Even at paid rates, Hy3 is the cheapest model in the comparison — nearly 5× cheaper than GLM-5.2 on TokenRouter, which is the most expensive:

Model Rate (in/out per M) Safety-net cost
Hy3 (paid) $0.20 / $0.80 $0.011
MiniMax-M3 $0.30 / $1.20 $0.014
deepseek-v4-pro $0.435 / $0.87 $0.016
glm-5.2 $1.14 / $4.00 $0.053

Five cents for the entire evaluation battery. At nominal rates Hy3 is cheaper than DeepSeek — but there's a catch. DeepSeek's prompt-cache pricing is aggressive: cached tokens cost $0.003625/M (0.8% of input), while Hy3 charges $0.05/M (25% of input). Our pipeline achieves ~97% within-model cache hit at the coder fork (the A8/B2 finding), and at that rate DeepSeek-pro is actually 13% cheaper than Hy3. The break-even is at ~88% cache hit: below it, Hy3 wins; above it, DeepSeek's cache subsidy dominates. For workloads with low cache reuse (one-shot calls, cold starts), Hy3 is the cheaper choice.

What we wired

Based on these numbers, Hy3 is now configured in the harness as:

The recommended pairing: Hy3 as coder + GLM-5.2 as reviewer + MiniMax-M3 as adversary/conceptual.

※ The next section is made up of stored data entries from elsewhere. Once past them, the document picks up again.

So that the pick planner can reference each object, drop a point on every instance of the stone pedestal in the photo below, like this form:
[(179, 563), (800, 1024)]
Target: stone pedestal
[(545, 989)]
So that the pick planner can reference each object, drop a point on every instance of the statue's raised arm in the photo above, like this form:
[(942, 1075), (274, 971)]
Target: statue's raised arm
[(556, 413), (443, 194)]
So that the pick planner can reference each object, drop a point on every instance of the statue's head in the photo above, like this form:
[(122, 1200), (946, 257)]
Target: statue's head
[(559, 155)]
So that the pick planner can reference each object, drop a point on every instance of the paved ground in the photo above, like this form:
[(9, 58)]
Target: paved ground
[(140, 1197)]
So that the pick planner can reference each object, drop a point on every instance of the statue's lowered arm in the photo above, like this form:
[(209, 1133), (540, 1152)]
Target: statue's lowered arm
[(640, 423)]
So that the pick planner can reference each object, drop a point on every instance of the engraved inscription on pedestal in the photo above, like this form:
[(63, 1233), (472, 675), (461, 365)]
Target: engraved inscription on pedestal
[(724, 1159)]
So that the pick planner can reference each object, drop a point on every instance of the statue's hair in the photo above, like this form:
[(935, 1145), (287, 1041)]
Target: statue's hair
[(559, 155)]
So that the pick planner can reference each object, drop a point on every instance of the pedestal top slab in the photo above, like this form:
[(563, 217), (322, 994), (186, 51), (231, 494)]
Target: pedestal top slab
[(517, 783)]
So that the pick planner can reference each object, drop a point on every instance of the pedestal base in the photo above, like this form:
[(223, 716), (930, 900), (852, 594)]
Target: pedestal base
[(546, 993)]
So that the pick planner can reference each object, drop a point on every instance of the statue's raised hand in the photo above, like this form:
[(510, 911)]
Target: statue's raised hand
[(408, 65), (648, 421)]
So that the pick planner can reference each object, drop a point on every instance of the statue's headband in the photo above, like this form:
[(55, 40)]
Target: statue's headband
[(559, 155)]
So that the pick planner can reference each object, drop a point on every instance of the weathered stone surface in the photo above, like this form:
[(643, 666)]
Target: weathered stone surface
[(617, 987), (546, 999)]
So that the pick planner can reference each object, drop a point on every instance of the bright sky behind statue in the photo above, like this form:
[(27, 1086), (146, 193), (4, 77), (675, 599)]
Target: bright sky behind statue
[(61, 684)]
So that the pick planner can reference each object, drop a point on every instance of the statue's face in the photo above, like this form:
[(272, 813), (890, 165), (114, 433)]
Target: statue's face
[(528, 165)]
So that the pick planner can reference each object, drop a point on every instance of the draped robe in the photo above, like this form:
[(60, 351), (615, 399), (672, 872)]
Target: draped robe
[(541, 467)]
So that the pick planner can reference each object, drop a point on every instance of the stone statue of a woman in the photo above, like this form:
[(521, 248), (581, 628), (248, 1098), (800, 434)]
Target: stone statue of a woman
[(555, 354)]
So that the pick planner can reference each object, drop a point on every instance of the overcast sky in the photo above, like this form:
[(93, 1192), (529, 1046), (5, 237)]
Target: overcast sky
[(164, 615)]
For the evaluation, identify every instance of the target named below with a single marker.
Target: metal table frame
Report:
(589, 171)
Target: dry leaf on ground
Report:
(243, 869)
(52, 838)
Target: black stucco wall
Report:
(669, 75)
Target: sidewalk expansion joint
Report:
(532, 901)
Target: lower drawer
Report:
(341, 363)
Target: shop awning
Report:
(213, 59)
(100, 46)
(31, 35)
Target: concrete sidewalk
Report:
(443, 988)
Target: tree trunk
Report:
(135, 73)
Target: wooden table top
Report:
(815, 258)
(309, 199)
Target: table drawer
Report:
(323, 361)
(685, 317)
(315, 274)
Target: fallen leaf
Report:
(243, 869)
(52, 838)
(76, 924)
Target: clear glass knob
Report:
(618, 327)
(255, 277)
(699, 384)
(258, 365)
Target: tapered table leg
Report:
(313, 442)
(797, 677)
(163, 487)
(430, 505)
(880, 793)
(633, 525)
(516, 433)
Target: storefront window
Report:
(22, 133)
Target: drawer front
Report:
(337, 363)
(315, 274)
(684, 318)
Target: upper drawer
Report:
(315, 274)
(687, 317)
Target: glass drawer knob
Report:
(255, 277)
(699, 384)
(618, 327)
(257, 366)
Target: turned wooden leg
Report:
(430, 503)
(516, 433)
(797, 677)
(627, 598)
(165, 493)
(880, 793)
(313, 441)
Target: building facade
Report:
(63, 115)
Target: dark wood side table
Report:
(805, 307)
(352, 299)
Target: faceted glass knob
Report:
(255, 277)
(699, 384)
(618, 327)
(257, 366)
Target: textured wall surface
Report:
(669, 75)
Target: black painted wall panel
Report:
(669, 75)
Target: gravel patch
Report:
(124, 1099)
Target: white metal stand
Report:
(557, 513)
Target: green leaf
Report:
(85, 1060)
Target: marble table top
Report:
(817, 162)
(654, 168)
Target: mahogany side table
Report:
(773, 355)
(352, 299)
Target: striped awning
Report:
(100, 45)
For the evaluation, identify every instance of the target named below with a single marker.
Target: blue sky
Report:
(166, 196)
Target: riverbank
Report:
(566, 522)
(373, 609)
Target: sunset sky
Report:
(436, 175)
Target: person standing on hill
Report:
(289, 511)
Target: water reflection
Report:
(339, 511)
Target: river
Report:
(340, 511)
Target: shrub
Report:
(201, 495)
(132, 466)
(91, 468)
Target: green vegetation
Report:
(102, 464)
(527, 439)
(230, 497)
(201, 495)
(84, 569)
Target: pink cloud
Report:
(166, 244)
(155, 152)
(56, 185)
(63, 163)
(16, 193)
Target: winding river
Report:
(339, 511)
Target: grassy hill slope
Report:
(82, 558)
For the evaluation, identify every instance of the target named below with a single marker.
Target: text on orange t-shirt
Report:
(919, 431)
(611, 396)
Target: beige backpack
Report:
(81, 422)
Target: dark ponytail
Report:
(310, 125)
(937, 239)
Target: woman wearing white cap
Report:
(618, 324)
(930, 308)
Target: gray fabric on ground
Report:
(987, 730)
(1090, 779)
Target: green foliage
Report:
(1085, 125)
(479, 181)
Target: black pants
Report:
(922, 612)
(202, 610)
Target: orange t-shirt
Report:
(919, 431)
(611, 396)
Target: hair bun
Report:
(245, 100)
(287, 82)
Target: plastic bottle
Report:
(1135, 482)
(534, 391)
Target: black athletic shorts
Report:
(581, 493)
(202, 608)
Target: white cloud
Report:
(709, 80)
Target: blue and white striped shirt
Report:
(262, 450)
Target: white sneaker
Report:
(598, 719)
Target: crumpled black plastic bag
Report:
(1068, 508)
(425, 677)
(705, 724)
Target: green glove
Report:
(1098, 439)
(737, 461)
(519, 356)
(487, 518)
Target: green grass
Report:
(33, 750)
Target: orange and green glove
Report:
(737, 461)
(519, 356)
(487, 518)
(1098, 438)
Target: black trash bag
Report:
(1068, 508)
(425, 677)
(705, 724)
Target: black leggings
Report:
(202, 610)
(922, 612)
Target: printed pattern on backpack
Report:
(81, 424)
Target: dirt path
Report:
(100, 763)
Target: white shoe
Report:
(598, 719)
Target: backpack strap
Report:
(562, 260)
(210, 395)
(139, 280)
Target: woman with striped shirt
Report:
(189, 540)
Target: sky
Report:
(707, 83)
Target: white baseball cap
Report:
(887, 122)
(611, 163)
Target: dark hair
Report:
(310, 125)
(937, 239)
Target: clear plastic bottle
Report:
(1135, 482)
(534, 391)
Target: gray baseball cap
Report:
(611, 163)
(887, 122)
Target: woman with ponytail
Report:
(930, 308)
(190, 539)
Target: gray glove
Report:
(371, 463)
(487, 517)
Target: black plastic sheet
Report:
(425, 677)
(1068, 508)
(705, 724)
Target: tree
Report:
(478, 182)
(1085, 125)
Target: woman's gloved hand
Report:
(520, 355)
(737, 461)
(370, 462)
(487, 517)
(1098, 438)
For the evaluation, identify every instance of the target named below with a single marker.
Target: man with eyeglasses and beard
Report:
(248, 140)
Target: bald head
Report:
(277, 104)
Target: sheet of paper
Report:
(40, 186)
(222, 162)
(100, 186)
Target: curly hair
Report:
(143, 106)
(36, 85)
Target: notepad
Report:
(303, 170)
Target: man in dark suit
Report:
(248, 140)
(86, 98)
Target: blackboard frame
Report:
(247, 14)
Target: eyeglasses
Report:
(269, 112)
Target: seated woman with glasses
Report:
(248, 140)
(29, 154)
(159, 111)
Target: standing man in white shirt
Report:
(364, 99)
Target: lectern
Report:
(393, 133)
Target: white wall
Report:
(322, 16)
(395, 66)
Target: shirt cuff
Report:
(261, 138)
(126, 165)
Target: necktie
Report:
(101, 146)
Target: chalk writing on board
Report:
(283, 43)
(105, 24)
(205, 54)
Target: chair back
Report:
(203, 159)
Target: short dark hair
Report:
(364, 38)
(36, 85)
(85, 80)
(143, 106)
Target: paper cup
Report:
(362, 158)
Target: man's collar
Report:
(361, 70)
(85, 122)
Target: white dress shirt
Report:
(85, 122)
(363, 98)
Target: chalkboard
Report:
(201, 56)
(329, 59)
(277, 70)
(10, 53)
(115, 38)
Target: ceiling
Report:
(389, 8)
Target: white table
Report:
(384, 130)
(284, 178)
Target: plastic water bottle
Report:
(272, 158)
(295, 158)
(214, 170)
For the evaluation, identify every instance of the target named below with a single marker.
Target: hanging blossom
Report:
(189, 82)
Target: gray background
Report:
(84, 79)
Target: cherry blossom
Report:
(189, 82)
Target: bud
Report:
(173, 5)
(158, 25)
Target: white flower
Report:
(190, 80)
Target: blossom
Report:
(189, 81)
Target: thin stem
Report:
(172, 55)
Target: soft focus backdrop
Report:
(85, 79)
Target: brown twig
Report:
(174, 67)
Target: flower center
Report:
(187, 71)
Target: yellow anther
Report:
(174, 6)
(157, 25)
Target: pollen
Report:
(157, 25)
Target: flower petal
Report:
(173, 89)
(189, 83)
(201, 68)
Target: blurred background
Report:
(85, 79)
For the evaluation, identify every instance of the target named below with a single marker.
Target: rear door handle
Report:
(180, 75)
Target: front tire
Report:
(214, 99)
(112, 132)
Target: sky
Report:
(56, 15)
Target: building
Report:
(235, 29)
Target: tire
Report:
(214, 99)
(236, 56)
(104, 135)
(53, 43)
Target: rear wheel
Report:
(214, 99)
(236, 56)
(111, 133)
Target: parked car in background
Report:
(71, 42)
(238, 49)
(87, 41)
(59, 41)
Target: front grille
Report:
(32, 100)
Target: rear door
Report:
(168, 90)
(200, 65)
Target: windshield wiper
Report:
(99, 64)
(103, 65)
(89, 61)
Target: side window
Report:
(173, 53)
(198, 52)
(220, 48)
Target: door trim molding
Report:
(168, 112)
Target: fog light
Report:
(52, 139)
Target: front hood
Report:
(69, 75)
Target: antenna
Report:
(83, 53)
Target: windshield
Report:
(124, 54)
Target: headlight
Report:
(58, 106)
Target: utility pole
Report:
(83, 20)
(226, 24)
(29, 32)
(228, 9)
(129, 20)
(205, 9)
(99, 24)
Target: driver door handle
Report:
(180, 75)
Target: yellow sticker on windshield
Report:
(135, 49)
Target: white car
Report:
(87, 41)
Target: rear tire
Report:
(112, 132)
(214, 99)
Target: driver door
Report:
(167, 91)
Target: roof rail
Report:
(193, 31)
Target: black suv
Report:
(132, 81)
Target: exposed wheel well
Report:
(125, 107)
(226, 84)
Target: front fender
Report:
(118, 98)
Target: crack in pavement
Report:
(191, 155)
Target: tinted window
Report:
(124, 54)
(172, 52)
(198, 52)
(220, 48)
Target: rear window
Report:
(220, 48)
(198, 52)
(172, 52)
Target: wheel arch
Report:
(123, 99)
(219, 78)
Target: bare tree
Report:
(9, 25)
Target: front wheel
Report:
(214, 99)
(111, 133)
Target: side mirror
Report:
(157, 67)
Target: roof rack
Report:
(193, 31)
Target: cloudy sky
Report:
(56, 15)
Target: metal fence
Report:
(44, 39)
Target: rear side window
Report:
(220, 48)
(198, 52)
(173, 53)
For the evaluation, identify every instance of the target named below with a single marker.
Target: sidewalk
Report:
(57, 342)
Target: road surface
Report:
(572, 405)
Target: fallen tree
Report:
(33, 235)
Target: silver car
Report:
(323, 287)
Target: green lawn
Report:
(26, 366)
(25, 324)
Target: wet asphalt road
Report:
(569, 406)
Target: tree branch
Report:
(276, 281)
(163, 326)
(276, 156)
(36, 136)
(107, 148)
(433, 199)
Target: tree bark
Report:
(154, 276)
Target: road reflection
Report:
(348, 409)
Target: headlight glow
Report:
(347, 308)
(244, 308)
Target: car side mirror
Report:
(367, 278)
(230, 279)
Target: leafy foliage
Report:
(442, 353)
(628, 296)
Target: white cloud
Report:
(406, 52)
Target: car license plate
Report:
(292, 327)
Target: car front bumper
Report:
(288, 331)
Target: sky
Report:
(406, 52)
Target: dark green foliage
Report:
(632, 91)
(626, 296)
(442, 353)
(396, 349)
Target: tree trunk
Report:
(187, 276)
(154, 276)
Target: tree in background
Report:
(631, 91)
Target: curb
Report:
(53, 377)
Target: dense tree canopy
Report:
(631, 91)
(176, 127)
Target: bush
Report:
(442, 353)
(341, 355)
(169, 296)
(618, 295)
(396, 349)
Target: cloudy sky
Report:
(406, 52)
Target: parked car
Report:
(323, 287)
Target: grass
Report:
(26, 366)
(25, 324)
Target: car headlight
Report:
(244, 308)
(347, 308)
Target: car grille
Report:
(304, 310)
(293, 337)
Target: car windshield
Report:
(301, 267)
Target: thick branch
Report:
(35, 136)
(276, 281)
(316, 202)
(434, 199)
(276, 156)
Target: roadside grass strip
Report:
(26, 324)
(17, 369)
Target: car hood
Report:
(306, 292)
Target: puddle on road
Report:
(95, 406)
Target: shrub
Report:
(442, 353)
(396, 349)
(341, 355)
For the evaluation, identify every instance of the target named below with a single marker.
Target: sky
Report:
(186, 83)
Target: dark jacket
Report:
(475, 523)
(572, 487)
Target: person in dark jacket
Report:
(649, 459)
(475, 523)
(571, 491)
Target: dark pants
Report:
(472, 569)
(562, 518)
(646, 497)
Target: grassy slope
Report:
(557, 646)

The free coder produces reliable, high-fidelity implementations; the disciplined reviewers catch what it can't self-assess. Total pipeline cost: just the reviewer calls.

Honest limitations

The headline finding — most efficient coder, weakest conceptual reviewer — reinforces what every role-isolation probe has shown: role→model assignment can't be intuited from a model's general capability. You have to measure each role in isolation. A model that writes flawless code might not be able to tell you why someone else's code is wrong.